In Visible Thinking in the K-8 Mathematics Classroom (2011), Hull, Balka, and Harbin Miles share the insights they gained as mathematics teachers, as well as pre-service and in-service teacher educators. They build on the teacher audiences’ current level of understanding and performances to offer them a sequential and developmental plan to promoting visible thinking in mathematics classrooms. The book contains an excellent overview of (a) what visible thinking is—a “conscious, [intentional], and deliberate set of actions that provides clear evidence of the current level of student knowledge and understanding”; (b) why it is important—to take students to a deeper level of understanding; and (c) how it can be integrated into current classroom practices—deliberate and intentional lessons that promote problem solving unique situations, allow students the time to think, reason and struggle, and stimulate visible thinking through discussions.
    
This book is teacher-friendly with numerous examples of how traditional questions that require minimal thinking can be adapted into alternative problems that foster visible thinking. The classroom scenarios are also a practical feature of this book. These student-teacher dialogues show successful teacher interventions and how visible thinking might manifest itself in math classrooms. Although Part III of the book is devoted to showing how such instructional model can be implemented at different grade levels, readers could have benefitted from more specific strategies in different curriculum strands, and comprehensive guidelines for assessment of visible thinking. Furthermore, the book should have delved deeper into how teachers can create this “open- and safe-environment” that the authors advocate so strongly.  

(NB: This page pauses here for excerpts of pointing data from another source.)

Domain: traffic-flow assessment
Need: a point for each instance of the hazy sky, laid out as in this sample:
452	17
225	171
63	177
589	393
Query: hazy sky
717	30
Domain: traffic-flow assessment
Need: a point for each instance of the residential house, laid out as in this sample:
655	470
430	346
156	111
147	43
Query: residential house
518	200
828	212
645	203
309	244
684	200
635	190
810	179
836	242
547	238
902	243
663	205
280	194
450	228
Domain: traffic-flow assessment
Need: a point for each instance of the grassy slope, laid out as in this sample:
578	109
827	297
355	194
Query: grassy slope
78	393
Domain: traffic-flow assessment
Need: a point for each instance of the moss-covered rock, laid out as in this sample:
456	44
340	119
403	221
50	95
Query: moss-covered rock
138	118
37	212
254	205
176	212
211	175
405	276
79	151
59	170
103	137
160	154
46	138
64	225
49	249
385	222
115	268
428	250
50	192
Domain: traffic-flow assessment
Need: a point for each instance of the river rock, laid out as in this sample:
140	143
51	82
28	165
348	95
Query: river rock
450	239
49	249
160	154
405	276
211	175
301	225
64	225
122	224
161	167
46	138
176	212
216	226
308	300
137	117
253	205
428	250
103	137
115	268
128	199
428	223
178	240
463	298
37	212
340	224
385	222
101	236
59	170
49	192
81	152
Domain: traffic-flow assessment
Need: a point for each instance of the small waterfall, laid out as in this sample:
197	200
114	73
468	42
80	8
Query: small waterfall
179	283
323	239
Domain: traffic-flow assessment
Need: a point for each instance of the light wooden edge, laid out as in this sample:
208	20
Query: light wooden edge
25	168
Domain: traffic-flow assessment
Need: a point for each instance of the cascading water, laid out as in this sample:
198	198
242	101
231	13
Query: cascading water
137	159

Although the examples of alternative problems and visible thinking scenarios have implications in Canadian classrooms, the book only makes explicit references to the US curriculum, which is no surprise given that the book was based in the USA as a joint publication of National Council of Teachers of Mathematics (NCTM). I believe that a Canadian Edition of Visible Thinking would have a strong influence on Canadian teachers. But for this to happen, the book needs to offer detailed strategies on how teachers can balance all the different subject and content areas with this need for time—the time students need to “think, reason, and struggle”.